No they arent online, it is just a small open club that you can fish when ever you want. They dont have a website or anything.


----------



## Reel Man (Jul 4, 2004)

Mr. Bass, Who do you contact if you want to fish one of these opens? Any idea what the entry fee is?


----------



## johnboy111711 (Apr 7, 2004)

i believe the entry fee is 20$ you just show up and give them the money.


----------



## exexec (Apr 12, 2004)

The guy who runs it is Marty Salchak and I saw him a couple times at Norton Marine working there so I think you get ahold of him there.


----------



## Mr.Bass. (Feb 27, 2005)

Yes his name is Marty Salchak, his phone number is 330-618-4433. If you cant reach him with this number give Norton marine a call at 330-644-5020. 

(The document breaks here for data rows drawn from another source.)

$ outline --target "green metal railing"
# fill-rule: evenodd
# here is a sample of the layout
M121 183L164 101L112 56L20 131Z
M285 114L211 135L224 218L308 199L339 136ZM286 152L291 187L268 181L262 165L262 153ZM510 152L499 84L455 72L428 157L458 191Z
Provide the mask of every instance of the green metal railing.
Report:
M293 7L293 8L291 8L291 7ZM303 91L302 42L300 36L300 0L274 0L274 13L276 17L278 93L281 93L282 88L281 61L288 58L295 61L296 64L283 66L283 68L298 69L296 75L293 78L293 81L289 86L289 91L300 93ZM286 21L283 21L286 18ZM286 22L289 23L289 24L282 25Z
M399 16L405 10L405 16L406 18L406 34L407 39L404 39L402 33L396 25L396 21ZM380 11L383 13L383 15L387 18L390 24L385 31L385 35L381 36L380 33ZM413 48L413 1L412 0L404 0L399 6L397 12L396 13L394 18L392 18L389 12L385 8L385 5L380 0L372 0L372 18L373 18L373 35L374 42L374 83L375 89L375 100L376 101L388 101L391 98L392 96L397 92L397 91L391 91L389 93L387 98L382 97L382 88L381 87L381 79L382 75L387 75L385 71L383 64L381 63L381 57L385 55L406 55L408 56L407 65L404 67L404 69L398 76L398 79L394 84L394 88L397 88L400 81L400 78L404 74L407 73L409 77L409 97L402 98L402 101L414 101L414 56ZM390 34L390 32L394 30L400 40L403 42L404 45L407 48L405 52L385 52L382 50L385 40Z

The annual yearly fee is $40, but after that it is $20 a week. Show up whenever you want. Pay at ramp.


----------



## Reel Man (Jul 4, 2004)

What time does the tourney start and end? What is the payout? How many boats normally participate?


----------



## Mr.Bass. (Feb 27, 2005)

Tournament is from 5-9pm, registration is at 4:15 all boats must be registered by 4:45pm Blast off 5pm

On a good day you can expect close to 50 boats, last 2 weeks we have only had maybe 35-40 boats but will pick up later in the season. Are you thinking about fishing a few Rob?


----------



## Reel Man (Jul 4, 2004)

Reel Lady and I have wanted to fish an evening open. We considered Mosquito on Thursdays if we can get over there but may try Portage one of these Wednesdays.


----------



## Mr.Bass. (Feb 27, 2005)

Cool maybe we will see you guys out some time. Oh ya i forgot, payouts are based on participation (boats) they pay back 5 or 6 places.


----------